At one point, Hewitt won eight straight games, four to end the first set and the first four in the second, to overwhelm Falla and reach his eighth quarterfinal of the year.

"I'd never seen him play before, so obviously it's always going to take me a little more time to get into tonight's match," Hewitt said of his 122nd-ranked opponent. "I knew he was left-handed, but that was it. . . . He came out with the attitude that he had nothing to lose out there and he played extremely well."

In the first set, the players broke each other's serve more than they held it, with Hewitt winning three games on his opponent's serve and Falla taking two on Hewitt's.

"If he was able to keep that standard up that he played for the first couple of games, when he broke me, through the whole match, then he'd be a lot higher ranked than he is at the moment," Hewitt said.

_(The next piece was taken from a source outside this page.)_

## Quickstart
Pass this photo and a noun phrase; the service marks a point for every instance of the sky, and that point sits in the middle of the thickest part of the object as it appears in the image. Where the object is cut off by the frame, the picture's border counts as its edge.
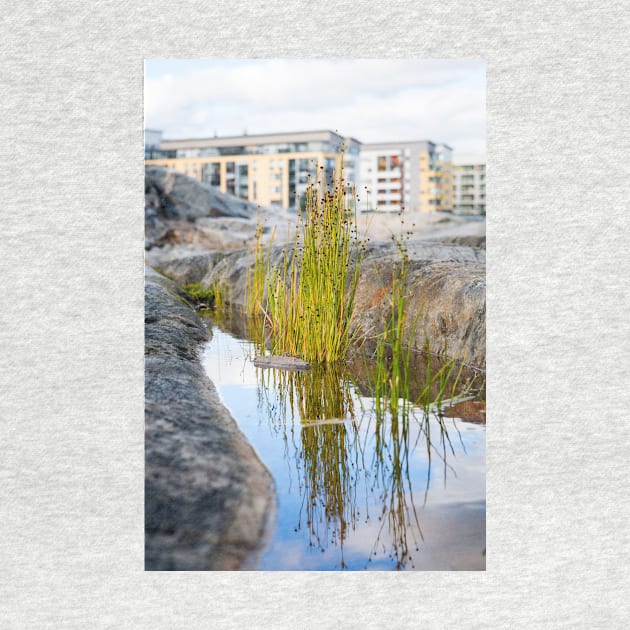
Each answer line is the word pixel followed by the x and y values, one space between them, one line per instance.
pixel 371 100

Hewitt's first serve failed him again and again and he double-faulted six times in the match. But he won 71 percent of his first-service points and collected eight aces over two sets.

In the previous match on Center Court, No. 4 seed Robby Ginepri dropped the first set to Israeli qualifier Harel Levy, then recovered from shaky volleying to advance to the quarterfinals.

"The volleys are a little off the last month or two," Ginepri said. "It helps me coming in forward to the court and that's what I need to work on.

"I missed a lot. Easy ones."

As Ginepri looked to be quickly sinking into a second-round loss, a bout of extreme frustration appeared to make the difference between an early exit and moving on to just his second quarterfinal of the year.

Down a set and on serve in the second set, Ginepri seemed to lose his ability to get his volley over the net. One miss prompted the 21-year-old to smash a ball out of the stadium. Then, when Ginepri sent his second straight ball into the net during the next game, he couldn't help but scream.

And it got worse for Ginepri. At break point, leading 3-2, Levy sent a ball just beyond the baseline that was called in. After a lengthy argument with the chair umpire, Ginepri eventually won the game. He lost just one more game en route to the 4-6, 6-2, 6-1 dismantling of Levy.

"They kind of missed that call; I was kind of getting upset," Ginepri said. "After that it kind of fired me up a bit. I started playing like I usually do, going for my shots, not playing so tentative."

After the match, Ginepri expressed dissatisfaction with the linesmen, though he admitted that the questionable calls didn't just go against him.

"It's tough," he said. "We're hitting the ball so fast and they have such little time to react to the call. It's happening over and over again. . . . It's frustrating losing bad calls and losing the games that you shouldn't lose. But it goes both ways against me and him."

In the only upset of the day, sixth-seeded Alberto Martin lost to Raemon Sluiter, 7-6 (7-4), 5-7, 7-6 (7-2). Sluiter, who beat Todd Martin in the first round, will take on Ginepri in the quarterfinals.

"I feel good at the moment," No. 2 seed Lleyton Hewitt said. "I feel like I'm hitting the ball well."